Somewhere On Bourbon Street There Is A Bar Called Papa Etienne’s, And No Matter What You Must Never Go Inside

“Heeeeey what’s in this?” I asked, as my head spun with a pleasant buzz.

“Oh, just herbs and roots,” answered Papa Etienne.

A tingling sensation prickled its way from the back of my neck and crawled down my spine, numbing it with its warmth. From the mirror hanging behind the bar, I could see my pupils had dilated so wide that my eyes looked utterly black. Whatever Etienne had given me had definitely been worth the nauseating flavor.

“Listen my friend. I need you to do something for me,” said Etienne.

He leaned in close and whispered in my ear, but the words came out jumbled. It was like having double vision, but with my ears instead of my eyes. I could only make out a few stray words: hardly enough to understand the message.
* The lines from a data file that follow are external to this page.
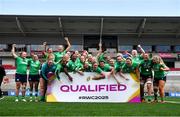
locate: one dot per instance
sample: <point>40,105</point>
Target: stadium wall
<point>79,40</point>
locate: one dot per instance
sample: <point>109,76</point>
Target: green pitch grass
<point>10,108</point>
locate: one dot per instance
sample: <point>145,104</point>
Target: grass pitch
<point>8,107</point>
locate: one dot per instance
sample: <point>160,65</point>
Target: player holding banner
<point>160,72</point>
<point>48,69</point>
<point>34,67</point>
<point>146,76</point>
<point>21,73</point>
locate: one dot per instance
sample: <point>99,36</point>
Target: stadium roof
<point>26,25</point>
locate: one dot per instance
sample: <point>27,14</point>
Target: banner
<point>103,90</point>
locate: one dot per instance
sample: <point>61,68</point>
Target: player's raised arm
<point>13,51</point>
<point>68,43</point>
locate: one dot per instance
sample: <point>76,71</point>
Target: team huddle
<point>149,69</point>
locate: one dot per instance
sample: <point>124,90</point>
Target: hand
<point>66,38</point>
<point>5,80</point>
<point>44,43</point>
<point>100,44</point>
<point>14,45</point>
<point>81,73</point>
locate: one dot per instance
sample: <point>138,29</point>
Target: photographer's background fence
<point>104,90</point>
<point>172,88</point>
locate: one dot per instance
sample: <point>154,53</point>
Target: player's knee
<point>155,89</point>
<point>23,88</point>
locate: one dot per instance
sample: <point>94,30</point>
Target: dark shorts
<point>34,78</point>
<point>21,78</point>
<point>145,77</point>
<point>156,80</point>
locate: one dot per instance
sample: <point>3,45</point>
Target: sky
<point>91,7</point>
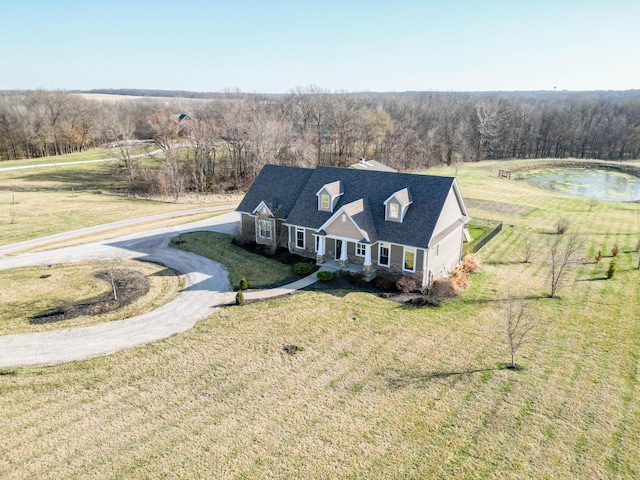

Without wanting to, my body shifted into a standing position. That was my first hint that something odd was happening to me. The next was when I finally realized something: the bartender hadn’t stopped polishing the same glass since I’d arrived. Through my blurring vision, I peered at his reflection. His pupils were like mine, and his facial expression was strangely blank. I wanted to say something, but my mouth wouldn’t open. I tried to move my arm, but it wouldn’t budge. My body no longer obeyed me.

Papa Etienne leapt energetically over the bar and landed inches from me, his snake’s head close enough for its forked tongue to kiss my cheek. Looking me in the eyes, Etienne reached into his coat and pulled out an object out of view. I felt him placing it in my hands. The object was cold, cylindrical, grainy, and had a bit of weight to it. I could only speculate as to its nature, because I was unable to drop my gaze to see what it was.